CPI increasing in parallel execution

Alain_K_ · ‎03-07-2016

Dear Everyone

I am trying to understand why we are experiencing scalability problems in our application. The application is a C++ based simulation software running on Windows only. Concurrency is implemented using C++11 threading facilities and a “self made” thread pool. The tasks are embarrassingly parallel and have a runtime of 20 seconds or more depending on the simulation case. The variation in runtime is relatively low. The “self made” thread pool is of course not an optimal solution, but since the task count is low and the runtime high, it does not seem to be a hotspot.

Simulation tasks make heavy use of object allocation and deallocation. Therefore, we have switched to TBB malloc_proxy (tbb44_20151115oss). This improved the scalability significantly.

However, scalability is nonetheless poor. When comparing sequential (1 worker thread) with parallel execution (8 worker threads), I can observe the following (footnote 1):
- The runtime of an individual task is increasing several seconds when running in parallel.
- CPI is increasing from 0.616 to 0.688.
- Front-end bound is decreasing from 23.7% to 17.2%, bad speculation is decreasing from 6.5% to 5.7%.
- Backend-bound is increasing from 47.7% to 56.9%.
- Retiring is decreasing from 22.1% to 20.2%.

I initially suspected that in parallel execution the L3 cache is used less efficiently, since all 8 workers compete on space in the L3 cache. However, non of the functions with a high difference in runtime is DRAM bound according to VTune.

When digging into the backend-bound category, I see that it is mostly “Core-bound” or “DTLB Overhead” which is going up. I don’t understand why those metrics are higher when I increase the number of workers. Since (at least in my understanding) execution ports and DTLB buffers are not shared among cores. Therefore, I would be really happy to learn what could cause such a behaviour and how I could try to mitigate it.

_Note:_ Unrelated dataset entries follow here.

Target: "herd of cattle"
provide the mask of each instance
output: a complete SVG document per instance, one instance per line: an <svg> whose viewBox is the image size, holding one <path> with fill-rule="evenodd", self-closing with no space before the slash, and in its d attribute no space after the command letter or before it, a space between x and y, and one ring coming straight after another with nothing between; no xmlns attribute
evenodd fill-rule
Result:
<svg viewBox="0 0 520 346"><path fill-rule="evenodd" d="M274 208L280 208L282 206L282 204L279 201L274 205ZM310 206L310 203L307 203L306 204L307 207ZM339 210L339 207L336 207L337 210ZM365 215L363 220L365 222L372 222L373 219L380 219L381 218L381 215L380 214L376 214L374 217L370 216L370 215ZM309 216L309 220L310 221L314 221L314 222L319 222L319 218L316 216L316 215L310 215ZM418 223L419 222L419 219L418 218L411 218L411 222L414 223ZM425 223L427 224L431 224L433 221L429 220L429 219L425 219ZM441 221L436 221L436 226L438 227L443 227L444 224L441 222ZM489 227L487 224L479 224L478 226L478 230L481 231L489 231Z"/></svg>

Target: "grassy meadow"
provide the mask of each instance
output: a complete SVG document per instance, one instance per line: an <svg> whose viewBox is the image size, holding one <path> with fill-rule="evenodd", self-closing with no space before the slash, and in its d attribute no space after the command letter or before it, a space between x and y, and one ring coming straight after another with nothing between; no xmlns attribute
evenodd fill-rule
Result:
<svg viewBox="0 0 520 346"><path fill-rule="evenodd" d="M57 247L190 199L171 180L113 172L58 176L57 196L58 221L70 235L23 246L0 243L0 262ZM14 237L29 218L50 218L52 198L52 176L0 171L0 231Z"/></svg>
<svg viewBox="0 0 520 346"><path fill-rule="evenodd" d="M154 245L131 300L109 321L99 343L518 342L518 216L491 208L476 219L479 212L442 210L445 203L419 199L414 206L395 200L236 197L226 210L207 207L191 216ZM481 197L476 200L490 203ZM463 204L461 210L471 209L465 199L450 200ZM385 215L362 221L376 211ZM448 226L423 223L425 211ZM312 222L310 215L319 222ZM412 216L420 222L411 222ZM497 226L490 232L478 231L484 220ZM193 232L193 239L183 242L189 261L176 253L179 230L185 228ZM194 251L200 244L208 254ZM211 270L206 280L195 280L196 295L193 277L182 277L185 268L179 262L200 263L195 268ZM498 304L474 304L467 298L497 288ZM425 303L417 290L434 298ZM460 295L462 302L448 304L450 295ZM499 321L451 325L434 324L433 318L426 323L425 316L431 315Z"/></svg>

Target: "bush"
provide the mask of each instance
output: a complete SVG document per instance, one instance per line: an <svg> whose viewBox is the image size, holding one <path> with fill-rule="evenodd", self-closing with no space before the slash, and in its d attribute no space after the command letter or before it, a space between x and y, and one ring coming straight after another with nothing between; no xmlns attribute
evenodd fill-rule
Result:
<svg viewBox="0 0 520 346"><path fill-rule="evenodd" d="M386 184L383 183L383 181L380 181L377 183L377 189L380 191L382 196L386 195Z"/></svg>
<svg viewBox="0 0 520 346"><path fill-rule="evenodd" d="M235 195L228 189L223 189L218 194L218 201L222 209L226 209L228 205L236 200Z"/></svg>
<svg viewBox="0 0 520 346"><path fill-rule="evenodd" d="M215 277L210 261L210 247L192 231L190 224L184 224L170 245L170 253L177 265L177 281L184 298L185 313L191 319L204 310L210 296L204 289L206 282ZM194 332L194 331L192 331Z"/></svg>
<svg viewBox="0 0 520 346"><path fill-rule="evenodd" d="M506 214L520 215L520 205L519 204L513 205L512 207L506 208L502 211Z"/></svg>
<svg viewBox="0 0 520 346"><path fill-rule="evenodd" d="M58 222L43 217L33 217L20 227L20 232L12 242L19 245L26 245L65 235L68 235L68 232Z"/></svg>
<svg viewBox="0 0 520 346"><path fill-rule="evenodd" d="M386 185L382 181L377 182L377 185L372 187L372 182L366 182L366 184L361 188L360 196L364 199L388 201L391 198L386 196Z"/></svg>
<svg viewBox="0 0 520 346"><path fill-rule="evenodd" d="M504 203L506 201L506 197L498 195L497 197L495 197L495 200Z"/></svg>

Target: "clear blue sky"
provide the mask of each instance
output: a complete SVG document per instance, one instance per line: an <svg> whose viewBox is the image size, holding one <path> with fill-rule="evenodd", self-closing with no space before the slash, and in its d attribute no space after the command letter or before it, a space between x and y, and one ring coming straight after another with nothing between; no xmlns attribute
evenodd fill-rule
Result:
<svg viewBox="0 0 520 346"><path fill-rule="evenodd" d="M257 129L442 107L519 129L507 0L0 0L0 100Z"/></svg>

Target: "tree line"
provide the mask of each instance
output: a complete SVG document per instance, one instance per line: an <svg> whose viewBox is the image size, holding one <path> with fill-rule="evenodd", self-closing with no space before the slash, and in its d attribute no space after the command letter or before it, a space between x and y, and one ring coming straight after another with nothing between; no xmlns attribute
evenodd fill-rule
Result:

I uploaded an excerpt from VTune here (sorry for strange page format):
http://www.csc.kth.se/~kaeslin/vtune.pdf

I tried Windows’s native SetThreadAffinityMask to bind threads to individual cores, but I could not notice any difference.

My testing system is equipped with a 8-core Xeon E5-2630 v3 processor, hence it cannot be a NUMA problem. Turbo boost is turned off for this analysis.

Any hints and suggestions are welcomed!
Thank you in advance.

(1) All values obtained when filtering on actual simulation function, hence ignoring everything happening outside of parallel region.

Alain_K_ · ‎03-08-2016

Dear Everyone

After reading this post I think I understand a lot better what is happening. When running in parallel, I can observe many more PAGE_WALKER_LOADS.DTLB_MEMORY events. The concurrent workers seem to evict each others entries from the shared L3 cache. Similarly, DTLB_STORE_MISSES.WALK_DURATION is increasing significantly.

Comments and suggestions are still very welcome.
Thank you and best regard

Peter_W_Intel · ‎03-08-2016

I'm not familiar with your code. My opinions are: 1) adjust your data structure to avoid page fault, blocking data and keep them best utilizing in cache 2) Avoid (reduce) use shared variables in each thread, use thread local variables instead. 3) Reduce critical code area if possible.

Alain_K_ · ‎03-10-2016

Dear Peter

Thank you for your reply. Data locality is a big problem in the application I am analysing.

Best regards.

Bernard · ‎03-10-2016

>>>Backend-bound is increasing from 47.7% to 56.9%.>>>

I suppose that Backend-Bound is increased because of inter-thread synchronization. I was thinking about the situation where multiple threads are operating on some data array and performing reduction-like computation.